Everyone rightly talks about the original run of 'Porridge' as one of the most successful comedy series of the 1970s. With rock-solid scripts from Dick Clement and Ian La Frenais brought to life by a host of talented actors, it usually features very strongly in Top Ten lists.
Which is one of the reasons people tend to ignore its spin-off 'Going Straight' which ran for a mere six weeks from February to April 1978. It's not that it's bad in any way, just that it's not quite as good as 'Porridge'.
But to be not quite as good as 'Porridge' is in itself a major achievement that most shows could only dream of. Ironically for a series set in a prison, 'Porridge' can be quite comforting on occasion. The audience at home know the routine as well as the inmates and that feeling of security is only really shaken when Fletcher is finally thrust out into the dreaded Real World.
'Going Home' is the transitional episode, detailing the difficult journey from prison cell to the Great Outdoors. But the genius twist here is that Mr Mackay is on the same train, facing looming retirement. Suddenly, he and Fletcher are in danger of being in the same boat, abandoned and ignored by society at large.
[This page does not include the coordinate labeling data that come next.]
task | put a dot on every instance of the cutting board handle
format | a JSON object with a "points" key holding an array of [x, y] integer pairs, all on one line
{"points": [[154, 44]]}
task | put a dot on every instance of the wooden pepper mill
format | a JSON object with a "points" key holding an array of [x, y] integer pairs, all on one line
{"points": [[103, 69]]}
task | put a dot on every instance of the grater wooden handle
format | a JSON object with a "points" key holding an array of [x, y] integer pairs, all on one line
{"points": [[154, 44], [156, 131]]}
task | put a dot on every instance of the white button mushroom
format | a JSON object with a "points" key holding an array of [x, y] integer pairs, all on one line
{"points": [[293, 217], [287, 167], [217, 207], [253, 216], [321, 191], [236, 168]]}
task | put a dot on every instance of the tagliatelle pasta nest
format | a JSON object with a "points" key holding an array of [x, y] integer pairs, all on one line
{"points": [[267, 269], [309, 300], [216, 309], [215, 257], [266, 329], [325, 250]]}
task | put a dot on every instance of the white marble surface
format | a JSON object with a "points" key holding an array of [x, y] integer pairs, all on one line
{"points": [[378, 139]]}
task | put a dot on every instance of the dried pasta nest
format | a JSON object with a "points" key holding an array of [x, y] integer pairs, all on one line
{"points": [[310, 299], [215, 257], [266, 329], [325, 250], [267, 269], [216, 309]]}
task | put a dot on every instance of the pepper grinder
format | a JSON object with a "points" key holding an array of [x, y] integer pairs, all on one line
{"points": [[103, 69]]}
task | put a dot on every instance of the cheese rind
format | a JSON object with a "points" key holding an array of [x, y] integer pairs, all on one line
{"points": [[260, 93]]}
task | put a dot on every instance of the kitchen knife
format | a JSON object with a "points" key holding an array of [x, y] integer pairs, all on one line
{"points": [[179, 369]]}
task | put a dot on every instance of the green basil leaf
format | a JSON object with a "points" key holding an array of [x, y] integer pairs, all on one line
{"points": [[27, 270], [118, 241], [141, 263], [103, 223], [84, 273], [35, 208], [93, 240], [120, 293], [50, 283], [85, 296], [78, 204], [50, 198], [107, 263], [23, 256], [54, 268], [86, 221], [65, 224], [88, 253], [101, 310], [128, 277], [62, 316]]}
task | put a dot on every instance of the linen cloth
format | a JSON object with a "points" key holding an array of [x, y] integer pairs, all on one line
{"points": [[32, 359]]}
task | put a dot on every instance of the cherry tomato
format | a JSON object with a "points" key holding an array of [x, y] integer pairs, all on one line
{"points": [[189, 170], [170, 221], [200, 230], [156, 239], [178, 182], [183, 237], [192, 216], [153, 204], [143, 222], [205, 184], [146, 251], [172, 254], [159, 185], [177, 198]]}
It's basically a 30-minute play and as befits the carefully-structured script this episode has a fantastic cast. Ronnie Barker and Fulton Mackay are as brilliant as ever, with Mackay's traditional physical tics being one of the most reassuring things on display.
There's an awful lot of drinking going on here and Fulton's portrayal of his descent into an alcoholic haze is carefully judged.
There are brief but memorable appearances from Tony Osoba, Timothy Bateson and Michael Turner; some heavyweight names giving their usual great value for money.
Milton Johns is suitably world-weary as Mr Kirby, who goes through Fletch's belongings in the opening scene, but he is human enough to wish the old lag good luck for the future, however grudgingly.
Norman Jones has got his best clobber on and fools Mackay with his commanding voice and personality. His unloading of the bag of swag onto the poor Senior Prison Officer is calculated and cynical.
A nod also to Bunny May as the Bar Steward who (rightly as it turns out) assumes that his train is full of criminals. I am drawn to his beer cans and whisky miniatures as a snapshot of 70s packaging design as much as for their contents.
The plot is simple, but this is all about dialogue and character. The series will go on to explore how difficult it is for an ex-con to keep on the straight and narrow, but Fletch's rejection of temptation here gives us hope for his future.
No, maybe it's not quite as good as 'Porridge' - I only wish I could write something that was not quite as good as 'Porridge'!
And there's even a theme tune to which you can sing along!